# EDA dataset Amazon's Top 50 bestselling books from 2009 to 2019
![image.png](attachment:6cb1b656-e2cf-4430-b519-c4bc97192fd8.png)

# Table of contents
1. **Introduction**
2. **Importing libraries**
3. **Data description and data cleaning**
4. **Testing hypothesis**
5. **Final conclusions**


# 1. Introduction of variables in dataset
* Name - Name of the Book
* Author - The author of the Book
* User Rating - Amazon User Rating
* Reviews - Number of written reviews on amazon
* Price - The price of the book (As at 13/10/2020)
* Year - The Year(s) it ranked on the bestseller
* Genre - Whether fiction or non-fiction

**The questions I'll answer**:
* Which author's books receive the highest average rating (top authors)
* Which author has written the most bestsellers (top authors)
* Which book has the most reviews (top books)
* Which genres become bestsellers more often
* Are genres different by rating

# 2. Importing libraries

In [1]:
import pandas as pd
import numpy as np
import missingno
import fuzzywuzzy
from fuzzywuzzy import process
import collections
import matplotlib.pyplot as plt
from plotly.subplots import make_subplots
import plotly.graph_objects as go
import plotly.figure_factory as ff
from scipy.stats import shapiro
from scipy.stats import mannwhitneyu

# 3. Data description and data cleaning

In [2]:
# Reading data
bestsellers = pd.read_csv('../input/amazon-top-50-bestselling-books-2009-2019/bestsellers with categories.csv') # Loading data
bestsellers.head() # Displaying the first 5 lines of the dataset

In [3]:
# Let's look at the dimension of the data
print(f'Data contaion {bestsellers.shape[0]} records and {bestsellers.shape[1]} columns.')

In [4]:
#Let's deduce data types
bestsellers.dtypes

Data contains 3 object columns and 4 columns contains numeric values.
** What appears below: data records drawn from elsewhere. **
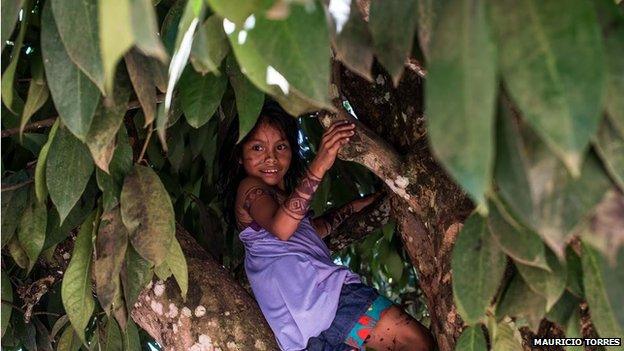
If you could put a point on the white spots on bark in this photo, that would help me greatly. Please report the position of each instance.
(159, 288)
(259, 345)
(156, 307)
(200, 311)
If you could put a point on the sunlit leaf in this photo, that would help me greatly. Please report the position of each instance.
(545, 84)
(110, 248)
(478, 266)
(148, 214)
(78, 26)
(67, 155)
(210, 46)
(200, 95)
(32, 229)
(393, 25)
(461, 88)
(74, 95)
(76, 286)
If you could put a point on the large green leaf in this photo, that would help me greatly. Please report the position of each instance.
(393, 25)
(200, 95)
(249, 100)
(120, 165)
(67, 156)
(108, 119)
(10, 12)
(41, 189)
(519, 300)
(32, 229)
(148, 214)
(478, 266)
(110, 248)
(74, 95)
(145, 29)
(548, 283)
(38, 92)
(210, 46)
(287, 58)
(461, 88)
(78, 26)
(610, 147)
(238, 11)
(353, 44)
(7, 295)
(115, 28)
(612, 23)
(517, 241)
(604, 291)
(76, 285)
(471, 339)
(136, 273)
(546, 84)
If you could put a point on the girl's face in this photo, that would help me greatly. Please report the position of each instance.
(266, 155)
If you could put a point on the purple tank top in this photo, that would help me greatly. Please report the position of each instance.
(295, 282)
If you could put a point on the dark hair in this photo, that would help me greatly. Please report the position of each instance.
(231, 173)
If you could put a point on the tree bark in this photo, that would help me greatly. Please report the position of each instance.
(218, 313)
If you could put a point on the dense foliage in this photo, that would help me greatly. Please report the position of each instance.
(114, 112)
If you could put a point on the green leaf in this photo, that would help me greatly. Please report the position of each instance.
(461, 88)
(67, 155)
(147, 212)
(144, 25)
(136, 273)
(548, 283)
(545, 84)
(519, 300)
(115, 25)
(37, 92)
(69, 341)
(471, 339)
(143, 82)
(200, 96)
(7, 295)
(32, 230)
(238, 11)
(41, 189)
(612, 24)
(604, 290)
(610, 147)
(210, 46)
(110, 248)
(478, 266)
(507, 337)
(78, 26)
(119, 167)
(76, 285)
(108, 119)
(10, 14)
(75, 96)
(517, 241)
(393, 24)
(353, 44)
(287, 58)
(249, 100)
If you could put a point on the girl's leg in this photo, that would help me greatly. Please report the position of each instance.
(398, 331)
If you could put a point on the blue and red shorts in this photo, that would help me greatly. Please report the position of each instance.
(360, 307)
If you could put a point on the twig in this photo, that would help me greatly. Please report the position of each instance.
(48, 122)
(16, 186)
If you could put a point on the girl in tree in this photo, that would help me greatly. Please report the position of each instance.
(309, 302)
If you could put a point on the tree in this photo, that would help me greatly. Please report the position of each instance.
(495, 127)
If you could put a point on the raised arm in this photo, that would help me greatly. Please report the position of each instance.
(282, 220)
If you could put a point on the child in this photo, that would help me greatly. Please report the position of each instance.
(309, 302)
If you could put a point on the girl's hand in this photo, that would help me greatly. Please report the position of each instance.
(333, 139)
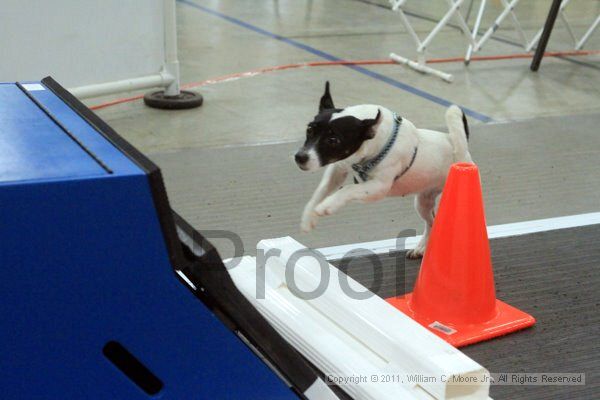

Let's convert the genre to the category data type.

In [5]:
#Change the data type
bestsellers.Genre=bestsellers.Genre.astype('category')
bestsellers.dtypes

Missing values
Let's calculate the percentage of blanks and filled values for all columns.

In [6]:
# loop through the columns and check the missing values
for col in bestsellers.columns:
    pct_missing=bestsellers[col].isnull().mean()
    print(f'{col}-{pct_missing :.1%}')

Visualizing missing values

In [7]:
#Build a matrix of missing values
missingno.matrix(bestsellers,fontsize=16)
plt.show()

**Conclusion:The data has no missing values, so no further transformations are required**

Duplicates

In [8]:
#Forming categorical columns
col_name_without_numeric_data=list(bestsellers.select_dtypes(exclude=('int','float')).columns)
print(f'Сolumns without numeric data: {", ".join(col_name_without_numeric_data)}.')

In [9]:
#Let's see the duplicates in the columns
for col in col_name_without_numeric_data:
    if bestsellers[col].duplicated().any()==True:
        print(f'Column {col} contains duplicates.')
    else:
        print(f'Column {col} does not contain duplicates')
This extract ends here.